This week I set off with the goal of making one of our web applications alot easier to deploy. The tools I chose were –
- Web Application Installer (WAI)
- Wix (Windows Installer XML)
- WixEdit
I’d played with all three before but never really got past prototype stage. I’ve spent the last day learning wix and all the elements relevant to me. The Web Application Installer is collection of scripts and a template for different types of web applications. Firstly you use WAI to generate a list of files to install and the use WixEdit to edit that list and many other properties of the wix installation. Once happy with the configuration of the installation WixEdit will generate an msi for installation on your target machine. They truly are an excellent collection of tools. I now have an msi installer that sets up a web site in IIS, sets the ASP.NET version to 2, sets all the required permissions, creates a DB in SQL Server Express (specifying where to save the mdf and ldf files too) and changes the connection string in web.config accordingly. Todays quota of job satisfaction has now been achieved – saving about an hour per install (I’ve to install this app 28 times for different clients so the work was definitely worth while).

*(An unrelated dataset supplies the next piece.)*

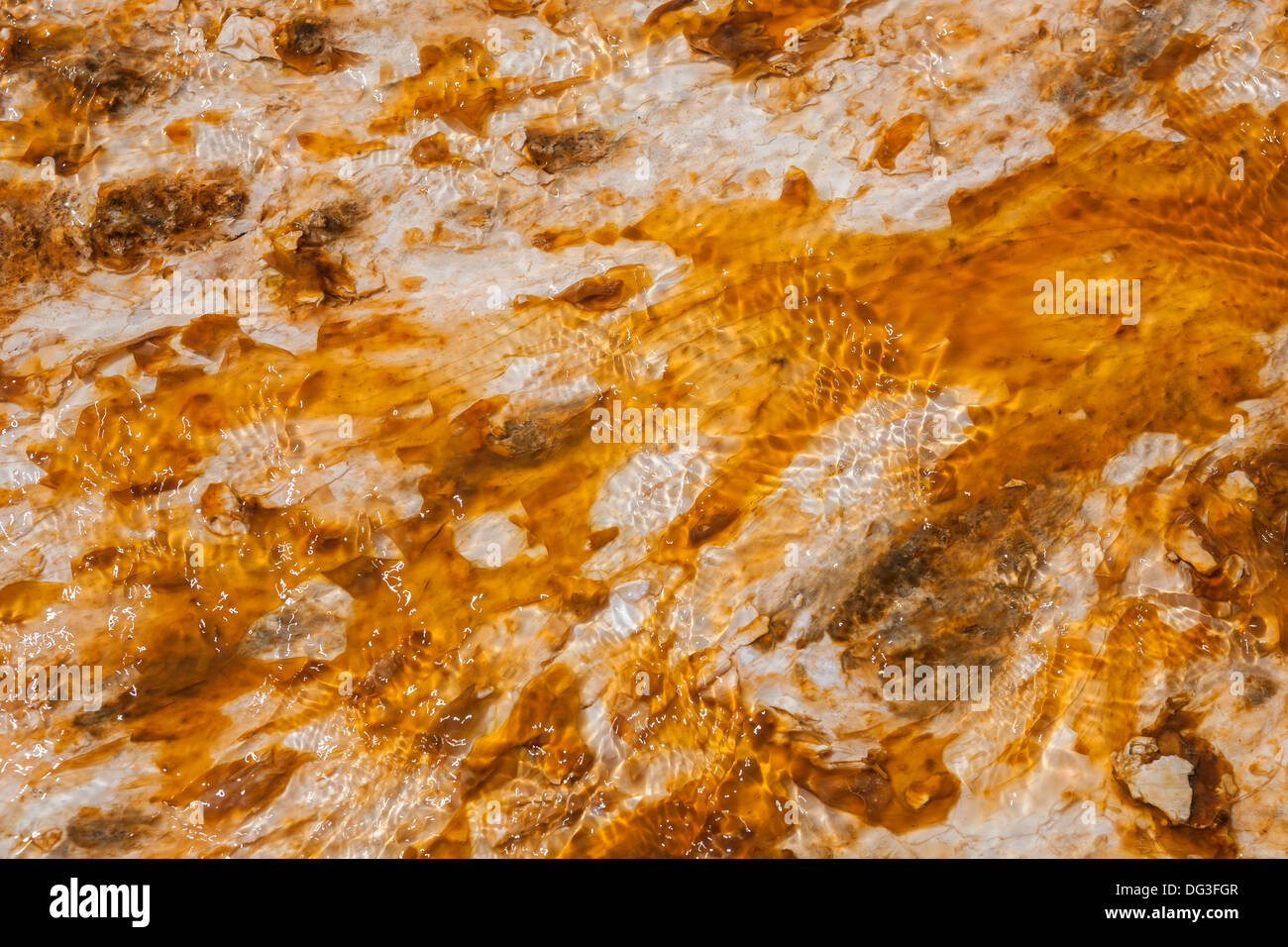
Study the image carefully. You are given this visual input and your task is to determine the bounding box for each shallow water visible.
[0,3,1288,857]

One huge pit fall which made me silly amounts of angry was that the SQL script you use to generate the tables and initial data for your database MUST be saved in Unicode (UTF-8). If it’s not then wix won’t be able to read it. I lost 3 hours yesterday with this!!!! as SQL server management studio express by default saves to UCS-2 Big Endian. Very little documentation on this fact so hopefully this post will help a little.